On sait qu’il exista deux royaumes à la suite de la mort de Salomon, on parle d »‘un schisme  : celui d’Israel au nord et de Judah au sud et bien des éléments conduisent à penser que la rédaction du Livre de l’Exode est marquée par la rivalité entre les deux royaumes, et que la version retenue est à l’évidence plus favorable au royaume du Nord, avec cette affirmation selon laquelle Jacob aurait pris le nom d’Israël. La disparition du nom de Judah dans le livre  de  l’Exode tranche avec le contenu du Livre de la Genése. On aura donc arrêté la série à Jacob en oblitérant notamment la bénédiction de Jacob en faveur de Judah.

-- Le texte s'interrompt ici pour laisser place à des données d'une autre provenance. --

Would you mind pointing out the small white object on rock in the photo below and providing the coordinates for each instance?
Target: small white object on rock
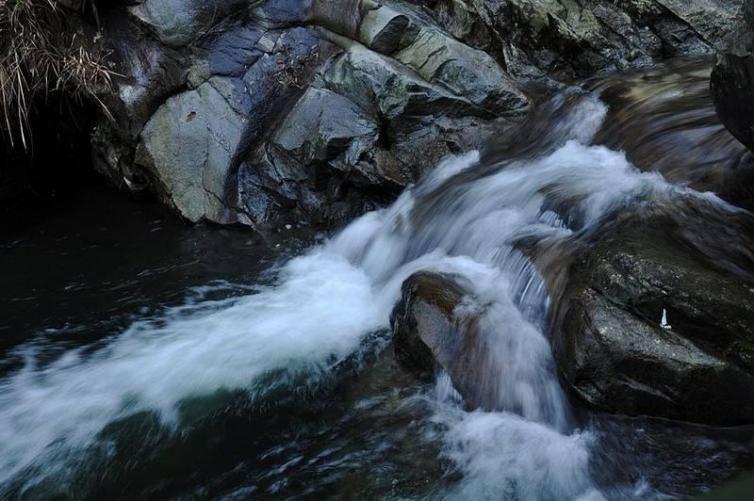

Ironie du sort, le nouvel  Etat hébreu prendra en mai 1948 le nom d’Israël au lieu de celui de Judée (Judah). On notera que ‘idée de deux frères rivaux n’est probablement pas sans rapport avec le schisme qui instaure deux royaumes, dont celui du Nord  disparaitra en premier au VIIIe siècle avant notre  ère (cela alimentera le mythe des Dix Tribus perdues)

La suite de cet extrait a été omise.